To entice an Investor to shift the risk of holding the cash flow instrument from the Montana pharmacy owner to the Investor, there are typically financial incentives for the Investor like the rate of return, which is something required to compensate for the Investors perceived risk. This risk is founded upon the credit of the cash flow instrument’s Payor, any previous payment history, interest rates, seasoning, and additional variables. Discount rates may change depending on the circumstances of the cash flow instrument, the economy, etc.

If the MT pharmacy owner or an investor could take the cash flow instrument to the bank and cash it in at face value, the asset would hold more value. However, since this can’t happen the risk of holding the cash flow instrument makes it worth less than face value.

Time Value of Money:
The concept of cash being more valuable to have a dollar today instead of tomorrow is based on the Time Value of Money (TVM). Most business people are aware of the TVM and how it is fundamental to both personal and corporate decision making, but to make sure we are on the same page, we will cover the basics of TVM.

TVM assumes that money earns interest over time. Therefore, as the cliché says time is money, and because of this we can compare money at different points in time that have different values and call them equal.

An example: If $20.00 today earns 10% interest, it will be worth $22.00 at the same time next year. Therefore, $20.00 today = $22.00 next year = $51.87 ten years from now.

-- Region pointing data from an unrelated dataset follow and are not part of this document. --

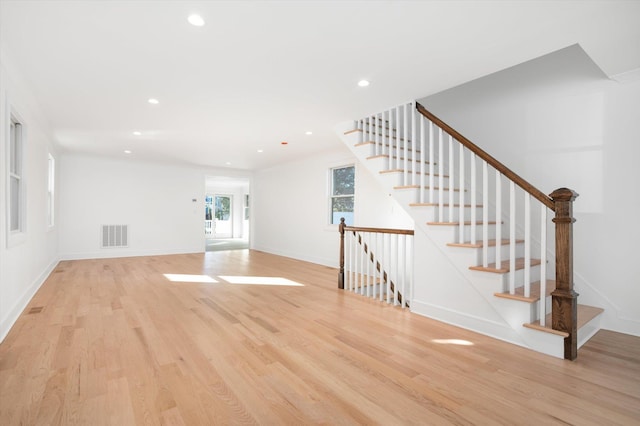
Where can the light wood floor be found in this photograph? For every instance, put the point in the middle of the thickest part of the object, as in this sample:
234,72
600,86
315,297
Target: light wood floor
113,341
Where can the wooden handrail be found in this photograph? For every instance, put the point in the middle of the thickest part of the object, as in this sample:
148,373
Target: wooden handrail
547,201
343,227
379,230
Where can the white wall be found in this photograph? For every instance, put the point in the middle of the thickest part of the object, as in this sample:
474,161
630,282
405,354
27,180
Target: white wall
290,208
155,200
557,121
24,266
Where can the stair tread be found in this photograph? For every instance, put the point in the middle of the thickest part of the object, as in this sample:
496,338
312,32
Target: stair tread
585,314
373,157
382,172
467,222
387,145
436,205
480,243
504,266
348,132
426,187
534,292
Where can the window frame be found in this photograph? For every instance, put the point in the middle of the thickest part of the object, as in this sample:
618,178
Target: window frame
16,137
332,196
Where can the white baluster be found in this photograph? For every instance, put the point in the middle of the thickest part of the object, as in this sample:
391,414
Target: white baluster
485,214
441,177
390,148
452,174
473,197
461,195
512,237
376,135
387,125
410,257
367,132
423,147
403,257
431,161
376,257
362,265
396,262
498,219
543,264
367,254
398,134
527,244
405,132
388,266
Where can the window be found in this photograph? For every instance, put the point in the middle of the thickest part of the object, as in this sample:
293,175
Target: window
51,191
16,178
342,194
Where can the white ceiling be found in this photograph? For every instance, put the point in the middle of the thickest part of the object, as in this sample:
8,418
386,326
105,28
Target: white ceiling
262,72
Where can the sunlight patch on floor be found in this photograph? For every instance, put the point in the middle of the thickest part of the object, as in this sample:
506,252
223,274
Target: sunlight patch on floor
260,280
187,278
459,342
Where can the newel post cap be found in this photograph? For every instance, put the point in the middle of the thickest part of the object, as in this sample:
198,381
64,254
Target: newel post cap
341,225
563,194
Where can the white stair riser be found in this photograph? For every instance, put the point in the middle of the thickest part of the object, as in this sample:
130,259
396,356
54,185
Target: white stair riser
397,178
412,195
475,255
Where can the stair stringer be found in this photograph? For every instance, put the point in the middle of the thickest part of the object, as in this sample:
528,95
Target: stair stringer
444,287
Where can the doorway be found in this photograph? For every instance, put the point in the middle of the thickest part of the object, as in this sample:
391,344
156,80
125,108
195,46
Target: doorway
226,224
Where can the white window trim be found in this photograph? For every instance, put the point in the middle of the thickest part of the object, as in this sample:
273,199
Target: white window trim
16,237
339,165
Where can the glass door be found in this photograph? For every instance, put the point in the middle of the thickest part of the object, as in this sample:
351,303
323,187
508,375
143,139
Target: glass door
222,223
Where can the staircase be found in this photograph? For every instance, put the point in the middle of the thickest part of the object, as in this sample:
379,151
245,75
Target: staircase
482,257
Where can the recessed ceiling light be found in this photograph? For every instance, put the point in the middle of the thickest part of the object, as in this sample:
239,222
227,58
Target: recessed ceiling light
195,20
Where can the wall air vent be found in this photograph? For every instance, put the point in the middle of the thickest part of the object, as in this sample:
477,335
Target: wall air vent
115,236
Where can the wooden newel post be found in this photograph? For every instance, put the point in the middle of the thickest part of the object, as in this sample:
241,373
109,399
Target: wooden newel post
341,273
564,299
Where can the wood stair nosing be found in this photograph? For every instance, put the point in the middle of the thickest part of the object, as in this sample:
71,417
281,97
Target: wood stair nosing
373,157
534,294
585,314
466,223
447,205
426,187
504,266
480,243
371,142
410,171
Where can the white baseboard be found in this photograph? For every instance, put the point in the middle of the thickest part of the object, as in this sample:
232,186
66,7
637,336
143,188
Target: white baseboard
10,319
111,253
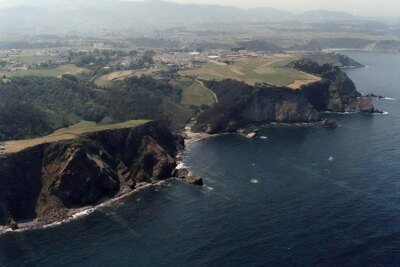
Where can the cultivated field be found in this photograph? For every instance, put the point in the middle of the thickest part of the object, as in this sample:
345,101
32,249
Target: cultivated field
196,94
56,72
271,70
107,79
69,133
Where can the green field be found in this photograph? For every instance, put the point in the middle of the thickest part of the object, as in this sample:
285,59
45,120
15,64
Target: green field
90,126
69,133
56,72
271,70
107,79
195,94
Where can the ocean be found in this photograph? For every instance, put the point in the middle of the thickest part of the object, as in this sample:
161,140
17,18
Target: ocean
306,196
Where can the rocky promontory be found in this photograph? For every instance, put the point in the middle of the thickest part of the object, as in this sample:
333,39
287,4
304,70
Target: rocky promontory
47,181
241,104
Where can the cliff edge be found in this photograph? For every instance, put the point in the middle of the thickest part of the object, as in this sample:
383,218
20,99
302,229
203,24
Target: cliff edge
47,181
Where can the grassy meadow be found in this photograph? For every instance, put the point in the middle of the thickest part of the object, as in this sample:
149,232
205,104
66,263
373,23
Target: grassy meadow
56,72
69,133
271,70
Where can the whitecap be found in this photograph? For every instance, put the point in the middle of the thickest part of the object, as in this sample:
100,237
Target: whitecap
180,166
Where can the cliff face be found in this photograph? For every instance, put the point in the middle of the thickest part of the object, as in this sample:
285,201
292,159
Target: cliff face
46,181
336,93
240,105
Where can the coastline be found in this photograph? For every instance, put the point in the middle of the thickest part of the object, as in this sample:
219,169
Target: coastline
81,212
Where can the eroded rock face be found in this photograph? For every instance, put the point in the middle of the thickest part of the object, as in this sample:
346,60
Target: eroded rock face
241,105
278,105
337,93
47,180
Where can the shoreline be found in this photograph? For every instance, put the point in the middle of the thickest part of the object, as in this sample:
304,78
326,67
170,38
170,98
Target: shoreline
79,213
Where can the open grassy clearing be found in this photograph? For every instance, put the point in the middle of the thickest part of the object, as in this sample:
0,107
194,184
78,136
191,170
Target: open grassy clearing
195,94
270,70
56,72
107,79
69,133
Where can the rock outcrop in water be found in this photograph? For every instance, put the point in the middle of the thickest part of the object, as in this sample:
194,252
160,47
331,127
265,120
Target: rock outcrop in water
240,104
336,92
48,180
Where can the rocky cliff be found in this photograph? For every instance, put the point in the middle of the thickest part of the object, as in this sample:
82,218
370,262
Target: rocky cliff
241,104
47,181
336,92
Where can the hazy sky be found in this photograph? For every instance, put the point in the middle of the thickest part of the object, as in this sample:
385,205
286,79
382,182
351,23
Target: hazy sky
360,7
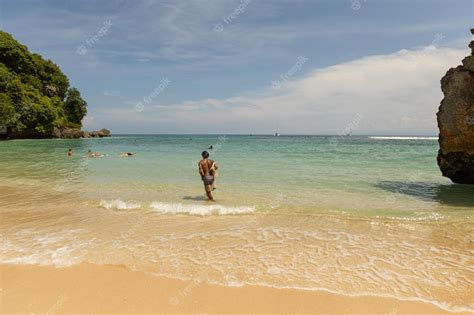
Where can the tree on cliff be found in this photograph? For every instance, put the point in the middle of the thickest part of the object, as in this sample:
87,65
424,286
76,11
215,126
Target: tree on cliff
35,95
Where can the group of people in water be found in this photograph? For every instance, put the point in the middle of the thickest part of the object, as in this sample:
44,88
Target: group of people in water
207,168
98,154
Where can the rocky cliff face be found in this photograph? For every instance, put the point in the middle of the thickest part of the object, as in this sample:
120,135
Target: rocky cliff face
456,122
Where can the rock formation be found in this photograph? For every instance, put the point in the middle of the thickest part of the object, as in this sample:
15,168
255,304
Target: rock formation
456,122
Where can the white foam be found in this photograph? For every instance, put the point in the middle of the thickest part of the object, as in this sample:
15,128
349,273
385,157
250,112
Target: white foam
119,204
179,208
404,138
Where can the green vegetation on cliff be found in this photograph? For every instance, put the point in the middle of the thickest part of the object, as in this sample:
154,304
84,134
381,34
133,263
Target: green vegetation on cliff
35,96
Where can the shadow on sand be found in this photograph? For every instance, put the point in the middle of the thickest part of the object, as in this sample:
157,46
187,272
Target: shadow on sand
450,194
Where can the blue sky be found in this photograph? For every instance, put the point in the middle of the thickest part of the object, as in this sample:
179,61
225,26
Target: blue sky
249,66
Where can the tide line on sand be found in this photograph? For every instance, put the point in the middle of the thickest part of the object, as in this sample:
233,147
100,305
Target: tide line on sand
177,208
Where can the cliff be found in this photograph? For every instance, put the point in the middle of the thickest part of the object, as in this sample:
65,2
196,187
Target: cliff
456,122
36,100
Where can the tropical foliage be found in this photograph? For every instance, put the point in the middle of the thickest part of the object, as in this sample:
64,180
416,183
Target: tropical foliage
35,95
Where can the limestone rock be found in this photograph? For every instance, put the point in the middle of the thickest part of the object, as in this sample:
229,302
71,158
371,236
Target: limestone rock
456,122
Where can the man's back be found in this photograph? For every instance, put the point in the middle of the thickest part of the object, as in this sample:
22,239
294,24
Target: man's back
204,166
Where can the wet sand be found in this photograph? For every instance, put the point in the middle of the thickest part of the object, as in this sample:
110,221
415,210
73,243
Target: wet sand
91,288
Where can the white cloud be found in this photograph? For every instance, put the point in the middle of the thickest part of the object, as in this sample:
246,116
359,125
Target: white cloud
398,92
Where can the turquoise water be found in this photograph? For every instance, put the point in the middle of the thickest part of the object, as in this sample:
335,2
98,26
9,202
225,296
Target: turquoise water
358,216
356,176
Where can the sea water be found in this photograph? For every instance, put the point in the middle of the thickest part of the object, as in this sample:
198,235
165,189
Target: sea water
354,215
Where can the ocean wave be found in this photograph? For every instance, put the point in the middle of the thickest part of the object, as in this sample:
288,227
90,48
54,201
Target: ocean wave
179,208
119,204
403,138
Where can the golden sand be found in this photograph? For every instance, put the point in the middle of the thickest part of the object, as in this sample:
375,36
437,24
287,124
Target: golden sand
91,289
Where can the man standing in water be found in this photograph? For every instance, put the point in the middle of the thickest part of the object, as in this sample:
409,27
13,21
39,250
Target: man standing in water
207,169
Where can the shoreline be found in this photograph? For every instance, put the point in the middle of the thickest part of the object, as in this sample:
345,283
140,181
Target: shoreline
106,288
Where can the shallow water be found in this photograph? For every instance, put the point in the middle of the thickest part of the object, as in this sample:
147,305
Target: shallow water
352,215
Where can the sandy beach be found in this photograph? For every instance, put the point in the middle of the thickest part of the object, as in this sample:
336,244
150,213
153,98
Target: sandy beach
101,289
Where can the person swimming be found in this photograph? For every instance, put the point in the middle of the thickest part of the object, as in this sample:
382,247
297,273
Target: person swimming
207,170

Within the same reasoning the reverse is true. An investor will not pay $1.00 today for a dollar that won’t be collected until next year, or 10 years from now. Today’s dollar will be discounted to reflect risk, inflation, the strength of the economy, etc.

Along with interest rates and principal amounts, a cash flow instruments such as MT Pharmacy Business Notes, are originated with a certain time period. The TVM can be looked at, as if it were on a sliding scale. The earlier in time the Note is paid off, the smaller the amount becomes. When the Note is paid early, you don’t get to collect the compounded interest amount, which would have accumulated if you had waited the full time period. The Note has already been written and the terms set. Unlike a loan where the rate of return needed to cover the risk is added to the loan amount. An investor cannot go back to the buyer of your business and change the terms of the note. Therefore, the investor looks at the portion of the note, which is going to be purchased and subtracts the rate of return needed to justify the risk. This is called Discounting. The amount of the discount is contingent on the risk.

Example:

If you sell something for a $20.00 with 14% interest, equal payments received over a 16 year period, you would expect to receive $162.74. However, should the note be paid in full in 8 years you will only have collected $57.05. You are not collecting the other $105.69 because you are no longer risking anything (you are not earning it). If you want an investor to advance you the $162.74, you will no longer have any risk because you have transferred it to the Investor. To compensate the Investor for accepting the risk of holding the note, the Investor will discount the note, and pay you an amount equivalent to the time and risk involved.

The price you receive when selling your note will be the discounted rate according to the basic TVM principals minus the amount that allows an investor to justify the risk.                               

If a note is a length of 3, or more years, it may be beneficial for you to sell only a portion of the note. Because the payments from a month in the 5th year will hold less value than payments collected this year, it is beneficial to you to only sell the number of months that you need to obtain the cash that meets your current financial needs. You can always sell more payments at a later date if you need additional funds. Determine what cash you really need and we will calculate the number of months we will purchase to meet your needs.

Although it will involve a much briefer period of time, understanding how discount rates work is the same when selling a pharmacy’s accounts receivables in Montana.